Do Antigo Testamento a Bonifácio VIII, patriarca emérito de Lisboa conduz viagem à história destas celebrações
Lisboa, 05 dez 2024 (Ecclesia) – D. Manuel Clemente, patriarca emérito de Lisboa e especialista em história da Igreja, disse à Agência ECCLESIA que a celebração dos Jubileus, convocados pelos Papas desde 1300, nasceu por iniciativa “popular”.
“É muito interessante, porque a iniciativa é do povo, popular, a que depois a hierarquia correspondeu. É muito curioso isso”, indica, na primeira de uma série de conversas sobre a celebração dos jubileus, apontando ao Ano Santo de 2025.
As entrevistas vão ser emitidas semanalmente à quinta-feira, no Programa ECCLESIA, espaço televisivo da Igreja Católica (RTP2), ao qual o patriarca emérito regressa com um espaço dedicado à História.
“Esta série de programas vai ser sobre os jubileus, e foi também assim que começamos: em 98, a primeira série de programas foi sobre o Jubileu do Ano 2000, que se estava a aproximar”, recorda D. Manuel Clemente.
O Papa Bonifácio VIII instituiu, em 1300, o primeiro ano santo – com recorrência centenária, passando depois, segundo o modelo bíblico, cinquentenária e finalmente fixado de 25 em 25 anos.
“O jubileu não aparece como uma decisão, um plano arquitetado em Roma, concretamente pelo Papa da altura e pelos seus colaboradores.
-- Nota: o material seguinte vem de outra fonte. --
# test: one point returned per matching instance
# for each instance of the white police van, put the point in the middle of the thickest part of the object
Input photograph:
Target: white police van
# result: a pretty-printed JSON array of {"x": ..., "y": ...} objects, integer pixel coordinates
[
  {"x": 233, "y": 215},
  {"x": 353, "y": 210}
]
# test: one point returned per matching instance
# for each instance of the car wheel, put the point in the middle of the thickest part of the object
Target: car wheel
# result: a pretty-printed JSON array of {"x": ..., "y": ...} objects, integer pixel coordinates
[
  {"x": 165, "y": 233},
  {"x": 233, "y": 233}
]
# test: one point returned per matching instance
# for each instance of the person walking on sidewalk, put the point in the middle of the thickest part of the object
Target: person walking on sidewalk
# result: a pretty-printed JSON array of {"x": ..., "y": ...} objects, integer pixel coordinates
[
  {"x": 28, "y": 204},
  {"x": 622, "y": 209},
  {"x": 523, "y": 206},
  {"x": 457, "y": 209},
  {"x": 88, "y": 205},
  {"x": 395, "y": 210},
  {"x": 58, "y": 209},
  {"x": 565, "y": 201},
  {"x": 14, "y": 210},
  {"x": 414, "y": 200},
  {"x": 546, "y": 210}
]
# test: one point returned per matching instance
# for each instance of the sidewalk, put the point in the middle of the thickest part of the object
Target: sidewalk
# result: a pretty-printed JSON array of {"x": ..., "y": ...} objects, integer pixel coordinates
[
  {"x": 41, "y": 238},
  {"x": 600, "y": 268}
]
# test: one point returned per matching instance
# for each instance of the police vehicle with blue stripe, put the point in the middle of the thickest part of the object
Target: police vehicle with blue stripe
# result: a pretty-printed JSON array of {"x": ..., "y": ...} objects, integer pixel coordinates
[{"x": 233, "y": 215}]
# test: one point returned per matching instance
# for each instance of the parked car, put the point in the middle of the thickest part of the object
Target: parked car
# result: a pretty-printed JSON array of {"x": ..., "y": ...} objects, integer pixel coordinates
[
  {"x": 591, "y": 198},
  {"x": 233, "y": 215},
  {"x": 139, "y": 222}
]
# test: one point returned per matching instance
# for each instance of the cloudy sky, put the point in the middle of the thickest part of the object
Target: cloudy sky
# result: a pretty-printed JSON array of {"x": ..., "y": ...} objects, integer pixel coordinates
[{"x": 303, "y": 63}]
Não, vai ser uma surpresa, até vou chamar ao segundo programa desta série ‘a surpresa de Bonifácio VIII’, porque para ele foi surpreendente, e ele vai corresponder de maneira mais, digamos, organizada, sistemática, a isso que acontecia, àquelas multidões que ocorrem em Roma sem ninguém as ter convocado”, precisa o historiador.
Desde este primeiro jubileu, ligado a uma peregrinação a Roma, à visita aos túmulos dos apóstolos e outras práticas penitenciais, surge associada a indulgência.
“É um recomeço, agora no sentido espiritual, e é esta tradição que vai coincidir com a tradição bíblica do jubileu e dar origem aos jubileus que desde esse último ano do século XIII, que é o ano de 1300, até agora”, observa D. Manuel Clemente.
Há aqui uma confluência de motivos bíblicos e espirituais que levaram o povo de Deus, e, portanto, também dentro do povo de Deus, os Papas, a avançar com estas iniciativas, numa cadência que ao princípio era um pouco irregular, mas que depois se tornou regular destes 25 em 25 anos – além dos jubileus extraordinários”.
O patriarca emérito de Lisboa recorda as referências ao jubileu no Antigo Testamento, como acontece no Levítico [terceiro livro da Bíblia], que fala num “ano sabático”, de 7 em 7 anos, e o jubileu de 50 em 50 anos – “era assim chamado porque era anunciado por uma corneta, um chifre de carneiro, que se chamava ‘jobel’, portanto o jubileu”.
Segundo a prescrição contida no capítulo 25 do Livro do Levítico, de sete em sete semanas, no quinquagésimo ano, a “trombeta de aclamação” deveria soar para proclamar um “sábado” de 12 meses, durante o qual a terra devia descansar, as dívidas deviam ser perdoadas e os bens devolvidos à sua propriedade original, como explica uma nota divulgada pelo jornal do Vaticano, ‘L’Osservatore Romano’.
“O que se pretendia é que as coisas voltassem a ser como Deus as quer: que as terras voltassem aos seus possuidores, os que tinham ficado servos e escravizados, por esta ou por aquela razão, voltassem à liberdade, a própria terra ficava em pousio, tudo recomeçava. Era assim o ideal do jubileu”, indica D. Manuel Clemente.
“Não sei se alguma vez isso aconteceu ao longo do Antigo Testamento, os próprios biblistas têm muitas dúvidas, mas a ideia lá estava”, acrescenta.
O entrevistado sublinha que a pregação de Jesus Cristo assume este ideal indicando que “era Ele quem vinha realizar o jubileu”.
Na bula de proclamação do Jubileu 2025, intitulada ‘Spes non confundit’ (A esperança não desilude), Francisco anunciou solenemente o início e fim das celebrações do próximo Ano Santo, entre 28 de dezembro de 2024 e 6 de janeiro de 2026, naquele que será o 27.º jubileu ordinário da história da Igreja.